The writer of the Gospel of John, remember, says that Jesus did more signs than are written here. What’s written in the Scriptures was never supposed to be exhaustive, only suggestive. The Scriptures give us patterns for life that can exercise our faith but our faith was never supposed to be reduced to these words alone, as though we can’t experiment, as though we can’t try things out, look for new ways to make a picture of Jesus with our lives. So the next time you’re talking to someone and they say “The Bible says…” just say back, “The Bible says the Bible doesn’t say everything.” The Scriptures invite us into the hard struggle of discerning what is right and acting on it in our own time. Through them the Spirit invites us to struggle for life.

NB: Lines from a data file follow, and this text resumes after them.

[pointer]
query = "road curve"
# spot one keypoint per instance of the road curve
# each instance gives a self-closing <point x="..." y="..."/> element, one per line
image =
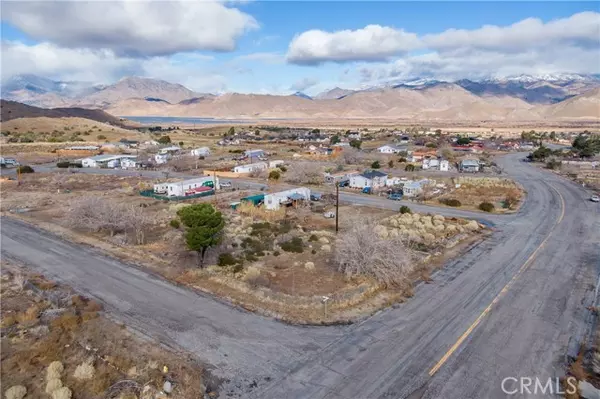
<point x="505" y="308"/>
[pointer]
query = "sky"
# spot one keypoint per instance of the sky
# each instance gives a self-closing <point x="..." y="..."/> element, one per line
<point x="280" y="47"/>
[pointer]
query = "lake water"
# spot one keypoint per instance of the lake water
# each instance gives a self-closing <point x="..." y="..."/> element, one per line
<point x="167" y="120"/>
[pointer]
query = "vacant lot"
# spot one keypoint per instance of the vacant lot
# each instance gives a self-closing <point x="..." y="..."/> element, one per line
<point x="57" y="344"/>
<point x="279" y="263"/>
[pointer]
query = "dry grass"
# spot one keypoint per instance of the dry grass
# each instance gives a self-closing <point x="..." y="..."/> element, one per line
<point x="87" y="354"/>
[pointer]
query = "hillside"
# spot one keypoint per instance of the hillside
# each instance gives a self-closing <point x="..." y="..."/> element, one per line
<point x="443" y="101"/>
<point x="584" y="106"/>
<point x="13" y="110"/>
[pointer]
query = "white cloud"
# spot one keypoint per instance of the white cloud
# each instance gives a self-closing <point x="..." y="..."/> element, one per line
<point x="267" y="58"/>
<point x="104" y="66"/>
<point x="304" y="83"/>
<point x="569" y="44"/>
<point x="581" y="30"/>
<point x="132" y="28"/>
<point x="372" y="43"/>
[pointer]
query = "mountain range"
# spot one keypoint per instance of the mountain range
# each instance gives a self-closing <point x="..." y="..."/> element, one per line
<point x="524" y="97"/>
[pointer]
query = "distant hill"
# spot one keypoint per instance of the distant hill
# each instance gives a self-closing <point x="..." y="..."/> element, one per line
<point x="13" y="110"/>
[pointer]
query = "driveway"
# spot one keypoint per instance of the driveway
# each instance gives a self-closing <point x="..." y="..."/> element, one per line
<point x="505" y="308"/>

Our lives can be so precarious and scary, I think a lot of people want a trump card that gets them out of having to engage in moral discernment. We just want to know we’re right without having to consider the alternative. So rather than entering into new struggles, considering new possibilities even when we discern goodness and beauty in those novelties, we just say “the Bible says…” and know that we’re good by association with the Bible and other people who read the Bible like us. But reading in the Spirit, reading for New Creation, means placing liberation, which is to say the flesh of Jesus, at the center of our reading and then seeing through that lens what kind of struggle we might enter. The Scriptures are not a trump card that closes off possibilities; they are an invitation to discern with God and each other where the Spirit is leading us in our time.

So my friends, as we hear the Scriptures together, may we listen for the Spirit showing us new creation, may we say no to the voices that tell us to double down on the bad things we see, and may these words grow our desires for God and for each other, setting us on the move so that our lives mimic the pattern of God’s. Amen.